Depuis mercredi, la Défense civile et les volontaires de l’ONG Darb Akkar (Akkar Trail) s’efforcent sans relâche de maîtriser le feu qui s’est déclaré dans Wadi Jhannam, une magnifique vallée du Akkar. Une intervention des plus difficiles à cause des terrains escarpés, de la sécheresse et du vent qui ne fait qu’attiser les flammes.

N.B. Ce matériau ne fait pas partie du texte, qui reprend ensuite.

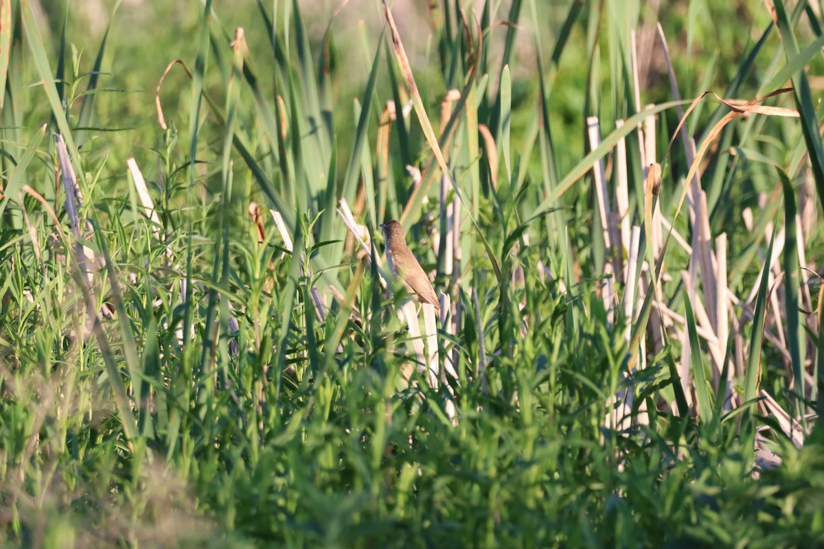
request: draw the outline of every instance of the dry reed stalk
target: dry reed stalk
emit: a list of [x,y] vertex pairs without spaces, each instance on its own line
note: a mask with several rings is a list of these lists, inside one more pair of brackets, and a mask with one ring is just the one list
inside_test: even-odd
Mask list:
[[[589,116],[587,118],[587,133],[589,137],[589,148],[594,151],[601,144],[601,130],[598,123],[598,117]],[[592,177],[595,179],[595,197],[597,202],[598,215],[601,219],[601,228],[603,231],[604,248],[606,258],[604,262],[604,286],[603,300],[604,309],[606,309],[606,323],[608,326],[612,326],[615,320],[614,312],[614,295],[612,281],[610,275],[615,273],[616,269],[611,262],[613,261],[612,242],[615,240],[611,228],[611,215],[609,202],[609,192],[606,189],[606,174],[604,170],[603,159],[598,161],[592,169]]]

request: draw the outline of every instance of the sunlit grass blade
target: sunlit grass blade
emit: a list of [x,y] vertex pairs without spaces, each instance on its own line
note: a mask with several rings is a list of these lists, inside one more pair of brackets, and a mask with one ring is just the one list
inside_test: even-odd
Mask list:
[[709,393],[709,384],[707,382],[706,371],[704,369],[704,360],[701,358],[704,351],[698,342],[698,333],[695,332],[695,318],[692,314],[692,305],[690,305],[690,295],[684,291],[684,307],[686,309],[686,328],[690,333],[690,356],[692,361],[692,374],[695,378],[695,398],[698,400],[697,415],[703,421],[713,421],[712,398]]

Les incendies ont commencé tôt cette année au Akkar, un phénomène qui inquiète, d’autant que la région qui abrite certaines des plus belles forêts séculaires du Moyen-Orient a été, dans le même temps, victime de plusieurs crimes écologiques. Ces écosystèmes précieux sont actuellement menacés par deux problèmes majeurs: la déforestation massive et les incendies de forêt. Les arbres, dont certains sont rares, sont coupés illégalement pour des utilisations commerciales, tandis que les incendies, criminels le plus souvent, ravagent ces espaces verts fragiles.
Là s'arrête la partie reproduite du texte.